Background: Exploring clinical trial data using alternative methods may enhance original study's findings and provide new insights. The SOAP II trial has been published more than 10 years ago; but there is still some speculation that some patients may benefit from dopamine administration for shock management. We aimed to reanalyse the trial under different approaches and evaluate for heterogeneity in treatment effect (HTE).

Methods: All patients enrolled in SOAP II were eligible for reanalysis. We used a variety of methods including the win-ratio (WR), a Bayesian reanalysis stratified according to shock type, and both a risk-based and effect-based explorations for HTE. The methods were applied to different endpoints, including a hierarchy of death, new use of renal-replacement therapy (RRT), and new-onset arrhythmia; 28-day mortality; a composite endpoint (mortality, new use of RRT, and new-onset arrhythmia), and days alive and free of ICU at 28-days (DAFICU28).

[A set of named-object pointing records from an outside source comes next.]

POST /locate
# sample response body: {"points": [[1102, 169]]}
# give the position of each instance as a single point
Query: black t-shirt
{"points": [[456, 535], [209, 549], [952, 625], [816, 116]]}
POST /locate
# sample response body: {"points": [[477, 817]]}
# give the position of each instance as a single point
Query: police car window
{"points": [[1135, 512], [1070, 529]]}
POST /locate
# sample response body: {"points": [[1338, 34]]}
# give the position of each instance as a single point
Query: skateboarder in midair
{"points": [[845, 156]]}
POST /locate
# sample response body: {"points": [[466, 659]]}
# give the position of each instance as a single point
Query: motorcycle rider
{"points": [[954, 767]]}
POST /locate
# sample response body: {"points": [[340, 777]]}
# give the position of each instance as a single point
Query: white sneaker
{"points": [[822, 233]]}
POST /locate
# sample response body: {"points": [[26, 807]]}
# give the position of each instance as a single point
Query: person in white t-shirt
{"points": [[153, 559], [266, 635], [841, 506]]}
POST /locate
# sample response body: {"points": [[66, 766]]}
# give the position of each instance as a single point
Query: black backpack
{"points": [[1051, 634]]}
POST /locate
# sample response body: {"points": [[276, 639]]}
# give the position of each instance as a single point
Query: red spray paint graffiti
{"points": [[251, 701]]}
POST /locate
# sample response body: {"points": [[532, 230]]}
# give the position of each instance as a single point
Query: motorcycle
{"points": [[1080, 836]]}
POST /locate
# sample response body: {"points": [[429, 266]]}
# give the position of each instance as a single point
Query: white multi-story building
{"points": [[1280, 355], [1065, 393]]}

Results: A total of 1679 patients were included (average age was 64.9 years, 57% male, 62% with septic and 17% with cardiogenic shock). All analysis favoured norepinephrine over dopamine. Under the WR approach, dopamine had fewer wins compared to norepinephrine (WR 0.79; 95% confidence intervals [CI] 0.68-0.92; p = 0.003), evident in both cardiogenic and septic shock subgroups. The Bayesian reanalysis for type of shock showed, for dopamine, a probability of harm of 0.95 for mortality, > 0.99 probability of harm for composite endpoint, and 0.91 probability of harm for DAFICU28. The fewer DAFICU28 with dopamine was more apparent in those with cardiogenic shock (0.92). Under the risk-based HTE, there was a high probability that dopamine resulted fewer DAFICU28 in the highest quartile of predicted mortality risk. The effect-based HTE assessment model did not recommended dopamine over norepinephrine for any combination of possible modifiers including age, type of shock, presence of cardiomyopathy, and SOFA score. Receiving dopamine when the effect-based model recommended norepinephrine was associated with an absolute increase in composite endpoint of 6%.

Conclusion: The harm associated with the use of dopamine for the management of shock appears to be present in both septic and cardiogenic shock patients. There was no suggestion of any subgroup in which dopamine was found to be favourable over norepinephrine.